Définition et commentaire

Michel Bauwens : selon moi, les processus de production par les pairs sont caractérisés par l'adoption de l'équipotentialité comme principe d'organisation. Cela signifie que chacun peut potentiellement coopérer à un projet, qu'aucune autorité ne peut préjuger de la capacité à coopérer, mais que la qualité de la coopération est alors jugée par la communauté de pairs, c'est-à-dire par une Validation Communautaire. Dans les projets équipotentiels, les participants s'auto-sélectionnent eux-mêmes pour le module auquel ils se sentent capables de contribuer. Un terme connexe, utilisé par Jimmy Wales du projet Wikipedia, est "Anti-Crédentialisme", qui fait référence au fait qu'aucune accréditation n'est demandée à l'avance, contrairement au processus d'examen par les pairs.

Pourquoi l'autosélection équipotentielle fonctionne ?

Charles Leadbeater, dans We Think résume l'explication de Yochai Benkler :

"L'explication de Benkler sur la façon dont les communautés open source se coordonnent fonctionne comme ceci. La matière première de ces collaborations est le talent créatif. Mais le talent créatif est très variable. Les gens sont bons à différentes choses et de différentes façons. Il est très difficile de dire de l'extérieur qui est le travailleur créatif le plus efficace. Il est très difficile de rédiger des descriptions de poste et des contrats détaillés pour la créativité, en précisant quelles nouvelles idées doivent être créées et à quel moment. La créativité ne peut pas être livrée "à la demande".

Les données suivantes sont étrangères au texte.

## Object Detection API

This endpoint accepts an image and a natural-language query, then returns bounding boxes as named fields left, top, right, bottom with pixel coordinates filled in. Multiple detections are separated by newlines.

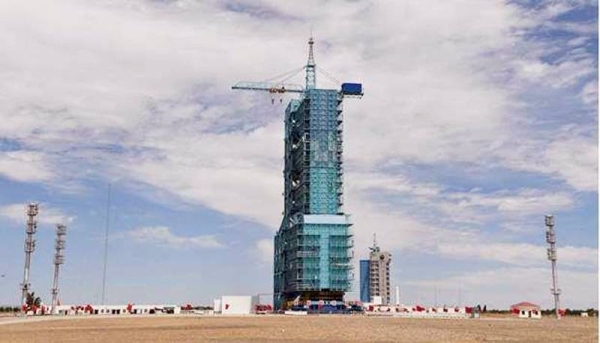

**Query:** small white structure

left=510, top=301, right=542, bottom=319
left=54, top=304, right=181, bottom=316
left=221, top=295, right=258, bottom=315
left=213, top=299, right=221, bottom=313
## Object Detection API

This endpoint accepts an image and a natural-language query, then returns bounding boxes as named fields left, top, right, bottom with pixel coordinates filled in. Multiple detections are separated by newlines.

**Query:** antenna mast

left=21, top=202, right=38, bottom=305
left=51, top=224, right=67, bottom=314
left=306, top=36, right=317, bottom=90
left=546, top=214, right=560, bottom=319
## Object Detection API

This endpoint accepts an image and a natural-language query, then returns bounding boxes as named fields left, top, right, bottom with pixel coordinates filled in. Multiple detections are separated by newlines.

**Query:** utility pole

left=21, top=202, right=38, bottom=305
left=546, top=214, right=560, bottom=320
left=51, top=224, right=67, bottom=314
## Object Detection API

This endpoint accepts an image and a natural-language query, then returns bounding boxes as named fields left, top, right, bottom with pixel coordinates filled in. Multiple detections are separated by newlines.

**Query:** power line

left=102, top=183, right=111, bottom=305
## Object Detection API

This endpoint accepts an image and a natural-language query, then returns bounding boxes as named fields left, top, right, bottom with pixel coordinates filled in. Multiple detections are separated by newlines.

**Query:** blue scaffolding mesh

left=274, top=89, right=352, bottom=308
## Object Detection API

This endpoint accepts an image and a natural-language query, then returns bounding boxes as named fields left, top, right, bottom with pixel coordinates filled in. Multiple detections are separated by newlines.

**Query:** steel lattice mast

left=306, top=37, right=317, bottom=89
left=546, top=215, right=560, bottom=319
left=52, top=224, right=67, bottom=313
left=21, top=203, right=38, bottom=305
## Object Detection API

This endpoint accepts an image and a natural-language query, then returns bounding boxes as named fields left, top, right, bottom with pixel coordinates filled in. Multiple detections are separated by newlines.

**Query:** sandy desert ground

left=0, top=316, right=598, bottom=343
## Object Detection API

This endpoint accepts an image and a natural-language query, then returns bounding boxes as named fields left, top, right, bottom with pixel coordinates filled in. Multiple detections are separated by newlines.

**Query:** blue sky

left=0, top=0, right=598, bottom=308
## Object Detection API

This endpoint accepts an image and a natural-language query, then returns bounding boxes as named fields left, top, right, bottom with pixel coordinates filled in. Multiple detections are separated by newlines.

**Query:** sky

left=0, top=0, right=598, bottom=309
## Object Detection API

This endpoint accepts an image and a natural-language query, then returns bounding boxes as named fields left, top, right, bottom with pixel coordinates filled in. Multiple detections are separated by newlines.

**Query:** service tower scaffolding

left=21, top=203, right=38, bottom=305
left=51, top=224, right=67, bottom=314
left=233, top=38, right=363, bottom=310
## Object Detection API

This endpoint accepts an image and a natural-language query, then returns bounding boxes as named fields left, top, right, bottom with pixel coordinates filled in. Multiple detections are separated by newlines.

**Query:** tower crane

left=231, top=37, right=363, bottom=103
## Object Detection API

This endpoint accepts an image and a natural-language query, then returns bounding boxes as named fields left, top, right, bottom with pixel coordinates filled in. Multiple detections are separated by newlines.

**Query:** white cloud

left=0, top=151, right=54, bottom=182
left=0, top=203, right=75, bottom=226
left=125, top=226, right=223, bottom=248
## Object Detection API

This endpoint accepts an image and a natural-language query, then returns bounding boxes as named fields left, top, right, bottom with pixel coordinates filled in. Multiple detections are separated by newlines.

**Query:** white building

left=220, top=295, right=258, bottom=315
left=510, top=301, right=542, bottom=319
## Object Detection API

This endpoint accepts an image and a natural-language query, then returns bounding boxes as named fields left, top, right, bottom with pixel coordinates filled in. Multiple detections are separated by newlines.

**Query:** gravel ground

left=0, top=316, right=598, bottom=343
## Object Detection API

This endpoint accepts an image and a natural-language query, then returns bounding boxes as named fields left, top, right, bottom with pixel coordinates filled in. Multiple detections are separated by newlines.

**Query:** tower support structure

left=52, top=224, right=67, bottom=314
left=545, top=214, right=561, bottom=319
left=21, top=203, right=39, bottom=305
left=232, top=37, right=363, bottom=310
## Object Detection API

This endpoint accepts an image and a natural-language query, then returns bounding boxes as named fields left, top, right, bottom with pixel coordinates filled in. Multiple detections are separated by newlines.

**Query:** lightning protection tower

left=546, top=214, right=560, bottom=319
left=233, top=37, right=363, bottom=310
left=52, top=224, right=67, bottom=314
left=21, top=203, right=38, bottom=305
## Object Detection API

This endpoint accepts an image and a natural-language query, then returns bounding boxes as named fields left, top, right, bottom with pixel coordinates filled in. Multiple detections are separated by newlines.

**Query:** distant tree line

left=0, top=306, right=21, bottom=313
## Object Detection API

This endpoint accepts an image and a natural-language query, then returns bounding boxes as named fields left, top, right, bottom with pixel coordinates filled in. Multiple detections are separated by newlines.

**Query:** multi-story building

left=274, top=38, right=352, bottom=309
left=360, top=236, right=392, bottom=305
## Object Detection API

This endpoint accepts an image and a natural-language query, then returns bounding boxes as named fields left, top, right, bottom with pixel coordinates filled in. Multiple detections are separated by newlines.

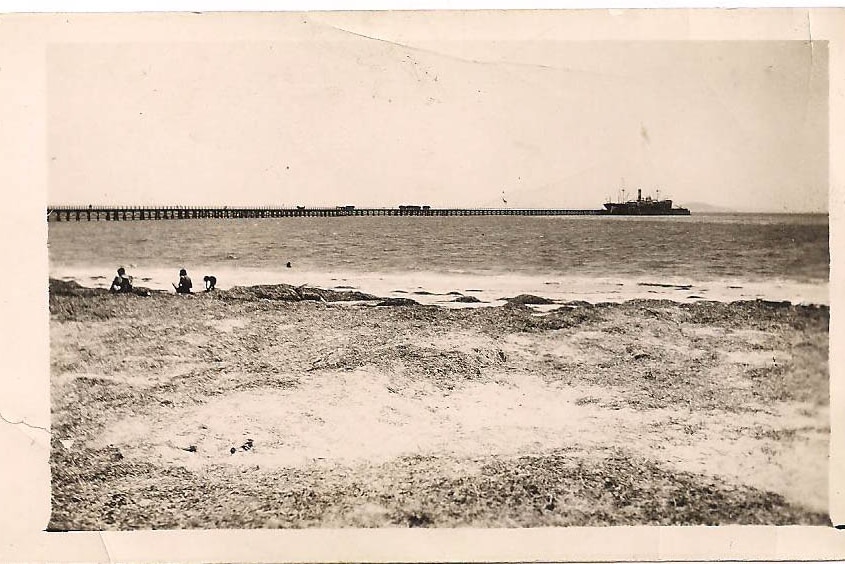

Les communautés open source résolvent les difficultés d'évaluation de la créativité et de la qualité en décentralisant la prise de décision vers les individus et les petits groupes. Ils décident sur quoi travailler, en fonction de ce qui doit être fait et de leurs compétences. Il y a peu de sens à travailler sur un projet qui est déjà bien doté en participants et où votre contribution n'ajoutera pas grand-chose. Il est très difficile de leurrer vos pairs : ils remarqueront vite si les contributions que vous faites ne sont pas vraiment à la hauteur. Cela permet aux gens de ne travailler que sur une partie du puzzle.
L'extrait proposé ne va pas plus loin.